No plunge protection


But in early 1973, the US stock markets were also trading at moderate valuations, 19 times and 2.7 per cent. This did not prevent the market falling off the edge of a cliff. Indeed, any technical analyst will concur that stock markets swing from overvaluation to fair value to undervaluation, and do not stop at fair value.

It is surely towards the undervalued position that global stocks are headed next. If this 1970s parallel holds true where will be end up? Will we be wearing those awful flared trousers and kipper ties again?

Anything would be better than the investment returns of the later 1970s which were among the worst on record for post-war investors. Real estate recovered somewhat in nominal terms from the 1973 crash and that was when a lot of Arab investors took advantage of depressed London prices to buy up the central districts. But roaring inflation meant that nominal prices declined in real terms.

Stock market investors who bought after the 1974 crash eventually did well but the UK economy was nearly bankrupt in 1975 when the International Monetary Fund bailed it out. And in the US the economy went through a long and painful period of adjustment with a very low US dollar helping to stave off a real economic collapse.

Terrible decade


For investors who avoided the market crash, and a few jumped ship before the Titanic hit the iceberg, the mid-1970s provided the chance to buy bargains. But for the average investor in real estate or stocks it was a terrible time, and cash deposits actually outperformed the other major asset classes over the decade.

The exception was precious metals. Gold and silver suffered a major setback in 1975-6 but rebounded in the high inflation environment of the late 1970s, and oil prices headed higher again. Gold achieved an eight-fold surge between 1976 and 1980 and silver rocketed higher.

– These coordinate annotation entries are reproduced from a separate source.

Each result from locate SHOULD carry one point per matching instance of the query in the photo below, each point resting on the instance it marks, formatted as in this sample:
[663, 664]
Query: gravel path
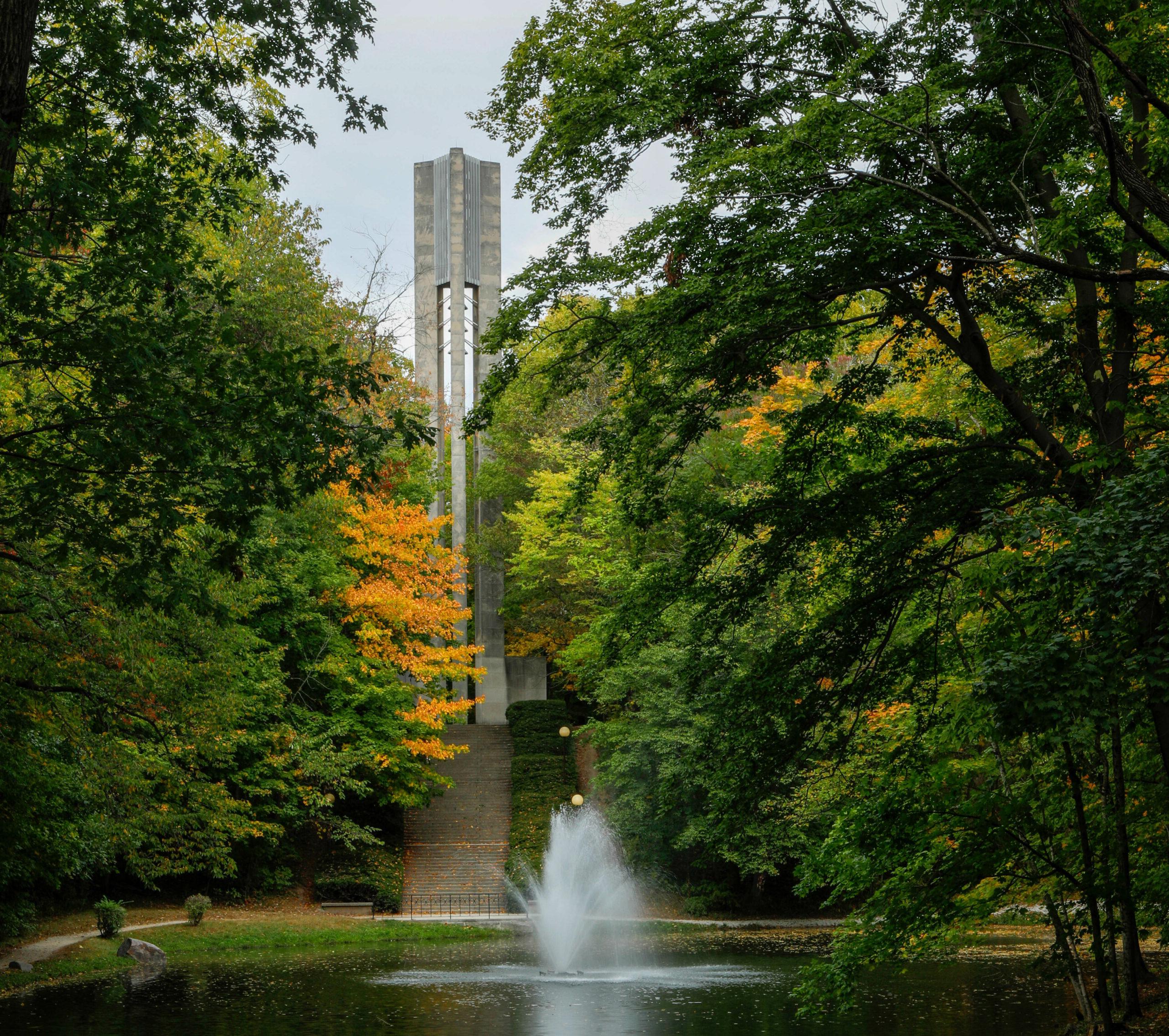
[45, 949]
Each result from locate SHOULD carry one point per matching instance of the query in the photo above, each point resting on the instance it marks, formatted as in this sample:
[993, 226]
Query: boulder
[143, 952]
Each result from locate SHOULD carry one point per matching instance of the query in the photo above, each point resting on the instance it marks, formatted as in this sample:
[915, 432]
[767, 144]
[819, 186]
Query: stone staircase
[458, 847]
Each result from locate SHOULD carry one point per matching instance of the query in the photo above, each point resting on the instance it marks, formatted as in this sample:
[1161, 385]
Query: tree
[130, 390]
[961, 262]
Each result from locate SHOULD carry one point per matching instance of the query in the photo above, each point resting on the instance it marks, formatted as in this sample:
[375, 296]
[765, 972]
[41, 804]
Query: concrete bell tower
[456, 295]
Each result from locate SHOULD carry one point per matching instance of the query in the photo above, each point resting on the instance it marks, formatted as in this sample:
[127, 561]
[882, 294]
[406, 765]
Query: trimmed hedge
[374, 875]
[527, 718]
[544, 778]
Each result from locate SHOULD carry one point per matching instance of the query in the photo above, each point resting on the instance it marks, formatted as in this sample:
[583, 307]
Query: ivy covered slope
[870, 475]
[544, 779]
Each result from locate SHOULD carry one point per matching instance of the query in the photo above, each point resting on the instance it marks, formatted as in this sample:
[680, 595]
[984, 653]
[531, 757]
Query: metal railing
[452, 903]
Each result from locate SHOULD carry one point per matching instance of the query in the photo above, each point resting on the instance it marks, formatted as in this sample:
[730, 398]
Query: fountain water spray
[586, 895]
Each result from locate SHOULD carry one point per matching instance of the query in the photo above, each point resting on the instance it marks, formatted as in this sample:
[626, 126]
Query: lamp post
[565, 733]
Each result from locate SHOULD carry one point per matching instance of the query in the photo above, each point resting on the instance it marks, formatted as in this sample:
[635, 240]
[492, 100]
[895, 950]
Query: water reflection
[497, 989]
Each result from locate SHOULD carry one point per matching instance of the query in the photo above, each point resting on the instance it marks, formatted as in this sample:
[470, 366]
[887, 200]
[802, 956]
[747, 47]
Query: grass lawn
[230, 931]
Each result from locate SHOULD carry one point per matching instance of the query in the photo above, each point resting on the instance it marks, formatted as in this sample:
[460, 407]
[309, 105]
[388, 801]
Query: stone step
[458, 843]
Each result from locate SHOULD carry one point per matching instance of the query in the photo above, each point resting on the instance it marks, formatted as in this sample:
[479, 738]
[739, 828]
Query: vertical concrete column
[489, 578]
[458, 379]
[427, 359]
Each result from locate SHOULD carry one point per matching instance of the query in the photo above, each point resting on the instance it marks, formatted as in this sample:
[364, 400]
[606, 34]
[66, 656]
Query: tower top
[458, 191]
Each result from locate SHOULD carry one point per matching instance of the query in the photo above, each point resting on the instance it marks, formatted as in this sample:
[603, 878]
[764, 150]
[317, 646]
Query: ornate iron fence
[452, 903]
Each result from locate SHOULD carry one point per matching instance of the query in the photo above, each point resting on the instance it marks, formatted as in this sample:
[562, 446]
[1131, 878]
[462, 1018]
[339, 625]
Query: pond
[681, 985]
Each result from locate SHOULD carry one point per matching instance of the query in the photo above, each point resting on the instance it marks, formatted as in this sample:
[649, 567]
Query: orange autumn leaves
[401, 612]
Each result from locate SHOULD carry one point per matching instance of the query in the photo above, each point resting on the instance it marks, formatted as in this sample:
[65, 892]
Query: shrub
[111, 916]
[544, 777]
[197, 907]
[371, 875]
[527, 718]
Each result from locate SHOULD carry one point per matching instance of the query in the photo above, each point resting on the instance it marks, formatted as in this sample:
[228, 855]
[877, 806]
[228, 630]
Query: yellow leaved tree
[401, 612]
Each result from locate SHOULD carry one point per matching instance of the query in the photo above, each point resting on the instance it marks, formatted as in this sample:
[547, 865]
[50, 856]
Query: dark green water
[697, 987]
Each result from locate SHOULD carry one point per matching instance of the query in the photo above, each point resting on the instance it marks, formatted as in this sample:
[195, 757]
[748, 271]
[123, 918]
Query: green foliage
[195, 907]
[878, 440]
[529, 720]
[544, 778]
[210, 716]
[111, 916]
[374, 875]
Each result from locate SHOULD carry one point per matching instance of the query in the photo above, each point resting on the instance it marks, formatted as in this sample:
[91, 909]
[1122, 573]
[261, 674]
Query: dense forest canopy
[849, 515]
[220, 591]
[835, 493]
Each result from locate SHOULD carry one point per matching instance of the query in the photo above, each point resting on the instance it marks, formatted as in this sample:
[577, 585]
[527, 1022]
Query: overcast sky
[429, 63]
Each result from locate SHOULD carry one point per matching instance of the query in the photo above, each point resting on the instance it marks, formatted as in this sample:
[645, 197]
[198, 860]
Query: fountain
[586, 896]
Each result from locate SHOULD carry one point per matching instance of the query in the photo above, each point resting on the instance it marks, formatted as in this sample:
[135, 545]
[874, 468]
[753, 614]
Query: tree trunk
[1110, 914]
[1090, 893]
[18, 27]
[1072, 962]
[1133, 962]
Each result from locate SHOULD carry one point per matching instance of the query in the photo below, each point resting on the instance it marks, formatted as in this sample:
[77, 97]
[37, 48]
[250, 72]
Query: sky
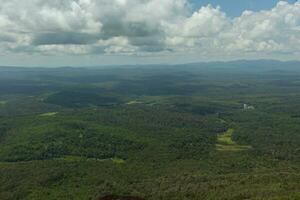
[109, 32]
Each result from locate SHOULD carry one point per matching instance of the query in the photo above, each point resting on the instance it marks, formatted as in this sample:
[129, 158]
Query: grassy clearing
[49, 114]
[133, 102]
[225, 143]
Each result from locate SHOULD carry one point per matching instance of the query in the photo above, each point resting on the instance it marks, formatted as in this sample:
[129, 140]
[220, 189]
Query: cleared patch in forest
[225, 143]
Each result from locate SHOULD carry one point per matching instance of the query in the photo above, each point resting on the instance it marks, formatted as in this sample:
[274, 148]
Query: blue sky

Will investment history repeat itself all over again? If so then avoiding investments now could pay big dividends later. But the late 1970s was a great time for in the Gulf States, and on that reckoning local stocks could be due for a rebound and any softening in local real estate markets should be short lived.
One of the worst ever decades for global investors. 
One of the worst ever decades for global investors.